Après une séance d'exercices, quoi de plus agréable que d'aller siroter une bière entre amis! C'est clair qu'on reprend les calories perdues, mais diable que c'est bon pour le moral. Alors, question de ne pas rentrer trop tard – mon cellulaire indiquait déjà un peu plus de 21h et il faut dire que mon fils ne change pas son heure de réveil selon mes activités de la veille -, nous avons mis le cap sur un resto-bar à deux pas de l'endroit où nous étions.

À peine avions-nous poussé la porte d'entrée qu'une rumeur nous accueillait. Des discussions se mêlaient au son d'une guitare acoustique et d'une voix douce. Sur un mur, une affiche résumait la situation: ce soir-là, un chansonnier s'occupait de l'animation de 19h à 21h. Tiens, celui-ci avait décidé de prolonger son «contrat»! Je n'allais pas m'en plaindre; ses interprétations et son répertoire semblaient plutôt chouettes. De plus, sa présence allait nous épargner une quantité de tubes populaires de mauvais goût. Une pierre, deux coups.

Le temps de commander ma consommation, j'avais déjà oublié la présence du musicien. Ses chansons ne servaient plus que de toile de fond à nos bavardages. Puis, la fin d'une pièce. Quelques applaudissements timides résonnèrent çà et là dans la salle. En fait, ils étaient si peu enthousiastes qu'ils me firent réaliser que peu de gens, même pas moi, écoutaient le spectacle avec attention. Pourtant, le chansonnier avait beaucoup de talent; même que j'anticipais son départ avec un peu de tristesse. Du coup, je ressentis un léger inconfort: pareille aux autres clients, je montrais une attitude très peu respectueuse envers l'artiste qui donnait le meilleur de lui-même malgré son auditoire indiscipliné. Était-ce pour me déculpabiliser que je me mis à taper des mains encore plus chaleureusement entre chacune de ses interprétations, mais sans pour autant stopper mon papotage?

 

Bonsoir tristesse

Comme la soirée avançait, le chansonnier déposa sa guitare et la rangea dans son étui. Il alla à la rencontre de quelques spectateurs. Sans doute des connaissances ou des habitués. Puis, il s'arrêta à ma table – j'avais omis de vous dire que je le connaissais. Alors que nous le félicitions pour sa performance, je me suis demandé à quoi il pouvait penser à ce moment précis. Acceptait-il poliment nos compliments en se disant que c'était du vent; n'avait-il pas vu nos lèvres bouger pendant qu'il était sur scène? Mais rien dans son attitude ne nous laissait croire qu'il était froissé ou irrité. Il souriait, s'intéressait à nous, était affable.

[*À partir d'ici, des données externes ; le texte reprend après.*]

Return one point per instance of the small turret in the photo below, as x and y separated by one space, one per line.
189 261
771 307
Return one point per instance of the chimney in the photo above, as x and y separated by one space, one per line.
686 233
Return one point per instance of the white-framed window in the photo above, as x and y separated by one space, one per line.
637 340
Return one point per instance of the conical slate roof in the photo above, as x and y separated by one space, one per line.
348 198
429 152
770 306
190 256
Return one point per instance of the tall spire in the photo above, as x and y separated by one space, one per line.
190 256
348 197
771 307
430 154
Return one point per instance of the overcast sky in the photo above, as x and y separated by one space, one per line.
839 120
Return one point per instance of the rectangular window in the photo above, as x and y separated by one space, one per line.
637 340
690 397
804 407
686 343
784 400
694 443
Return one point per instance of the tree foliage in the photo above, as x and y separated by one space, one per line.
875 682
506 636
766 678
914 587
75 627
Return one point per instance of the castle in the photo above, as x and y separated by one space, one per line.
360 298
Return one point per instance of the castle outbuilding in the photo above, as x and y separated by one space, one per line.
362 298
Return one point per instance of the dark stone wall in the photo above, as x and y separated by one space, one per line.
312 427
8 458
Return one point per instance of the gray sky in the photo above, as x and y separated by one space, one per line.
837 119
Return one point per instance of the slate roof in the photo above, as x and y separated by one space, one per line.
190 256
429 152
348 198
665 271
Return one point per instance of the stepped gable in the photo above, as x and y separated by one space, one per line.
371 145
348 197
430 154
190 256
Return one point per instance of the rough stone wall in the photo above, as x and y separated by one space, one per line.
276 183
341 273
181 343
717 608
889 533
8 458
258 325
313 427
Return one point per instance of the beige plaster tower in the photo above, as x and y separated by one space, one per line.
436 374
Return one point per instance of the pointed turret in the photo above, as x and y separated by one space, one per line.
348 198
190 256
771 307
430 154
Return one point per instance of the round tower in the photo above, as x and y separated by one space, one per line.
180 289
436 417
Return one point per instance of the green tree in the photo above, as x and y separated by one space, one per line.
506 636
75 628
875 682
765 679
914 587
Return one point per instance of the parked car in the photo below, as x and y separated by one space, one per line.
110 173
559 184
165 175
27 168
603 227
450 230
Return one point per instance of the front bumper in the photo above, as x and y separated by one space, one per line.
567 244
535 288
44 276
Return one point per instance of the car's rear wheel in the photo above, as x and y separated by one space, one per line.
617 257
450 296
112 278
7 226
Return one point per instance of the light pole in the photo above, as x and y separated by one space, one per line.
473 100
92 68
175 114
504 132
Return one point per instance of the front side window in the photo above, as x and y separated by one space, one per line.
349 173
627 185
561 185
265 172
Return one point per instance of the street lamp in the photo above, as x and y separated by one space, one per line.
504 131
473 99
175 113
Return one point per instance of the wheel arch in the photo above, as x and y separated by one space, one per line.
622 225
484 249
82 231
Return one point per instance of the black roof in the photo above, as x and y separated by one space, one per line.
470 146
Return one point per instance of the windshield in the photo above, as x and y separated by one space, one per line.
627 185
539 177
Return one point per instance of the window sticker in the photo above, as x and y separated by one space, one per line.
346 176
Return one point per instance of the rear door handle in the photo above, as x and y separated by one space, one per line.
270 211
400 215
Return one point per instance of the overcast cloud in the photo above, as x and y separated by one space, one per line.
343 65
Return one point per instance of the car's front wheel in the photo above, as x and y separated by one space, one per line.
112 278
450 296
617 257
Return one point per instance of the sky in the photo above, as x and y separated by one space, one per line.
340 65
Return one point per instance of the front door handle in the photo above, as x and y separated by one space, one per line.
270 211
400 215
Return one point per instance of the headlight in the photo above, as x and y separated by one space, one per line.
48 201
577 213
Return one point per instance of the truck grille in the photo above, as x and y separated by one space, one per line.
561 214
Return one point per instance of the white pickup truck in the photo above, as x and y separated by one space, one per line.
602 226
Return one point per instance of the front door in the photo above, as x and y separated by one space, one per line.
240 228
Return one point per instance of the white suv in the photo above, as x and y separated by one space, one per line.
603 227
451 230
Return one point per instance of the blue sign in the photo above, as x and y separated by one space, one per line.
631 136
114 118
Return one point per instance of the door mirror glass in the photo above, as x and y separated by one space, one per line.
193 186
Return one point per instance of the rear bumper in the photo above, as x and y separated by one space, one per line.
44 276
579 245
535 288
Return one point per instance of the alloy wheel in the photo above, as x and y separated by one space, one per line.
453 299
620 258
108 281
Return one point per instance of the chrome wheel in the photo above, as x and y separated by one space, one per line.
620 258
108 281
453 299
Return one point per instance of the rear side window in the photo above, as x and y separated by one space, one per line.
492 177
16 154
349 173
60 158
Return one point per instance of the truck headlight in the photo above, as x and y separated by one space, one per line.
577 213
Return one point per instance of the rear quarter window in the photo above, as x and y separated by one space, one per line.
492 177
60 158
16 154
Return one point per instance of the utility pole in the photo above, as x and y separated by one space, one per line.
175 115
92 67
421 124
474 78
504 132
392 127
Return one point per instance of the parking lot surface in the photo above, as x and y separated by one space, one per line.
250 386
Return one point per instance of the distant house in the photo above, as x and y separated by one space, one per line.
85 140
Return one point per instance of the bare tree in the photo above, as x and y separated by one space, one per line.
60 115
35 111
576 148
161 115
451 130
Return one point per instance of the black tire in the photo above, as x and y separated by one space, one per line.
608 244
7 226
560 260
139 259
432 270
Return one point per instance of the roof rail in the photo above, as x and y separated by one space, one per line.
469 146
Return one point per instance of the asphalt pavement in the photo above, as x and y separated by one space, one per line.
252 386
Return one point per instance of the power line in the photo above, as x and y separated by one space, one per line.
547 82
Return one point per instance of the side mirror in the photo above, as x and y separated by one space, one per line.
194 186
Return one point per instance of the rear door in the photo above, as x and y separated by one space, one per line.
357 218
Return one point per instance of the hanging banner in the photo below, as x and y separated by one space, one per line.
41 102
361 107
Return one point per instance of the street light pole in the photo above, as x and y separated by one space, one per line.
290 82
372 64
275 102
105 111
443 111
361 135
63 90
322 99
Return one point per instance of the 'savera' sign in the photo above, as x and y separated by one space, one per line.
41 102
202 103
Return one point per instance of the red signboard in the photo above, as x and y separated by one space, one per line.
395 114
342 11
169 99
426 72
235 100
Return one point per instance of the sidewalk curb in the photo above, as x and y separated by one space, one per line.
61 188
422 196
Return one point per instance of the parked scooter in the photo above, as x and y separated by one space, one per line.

Quand il nous tourna le dos pour marcher tranquillement vers la sortie, je me suis dit intérieurement que le métier de chansonnier était vraiment ingrat. Car bien qu'ils se produisent sur une scène, ces artisans de la musique sont rarement la vedette de la soirée. En fait, ils l'animent, un peu comme le ferait une radio allumée. Et ils se produisent souvent dans des conditions qui ne sont pas des plus agréables: dans le bruit, devant des yeux fuyants… Pourtant, lorsqu'ils nous quittent, ils laissent un vide énorme. Une chaleur humaine disparaît. Et bien que leur départ nous désole, on oublie parfois d'applaudir à la fin de leur dernière chanson. Trop navrant, vraiment.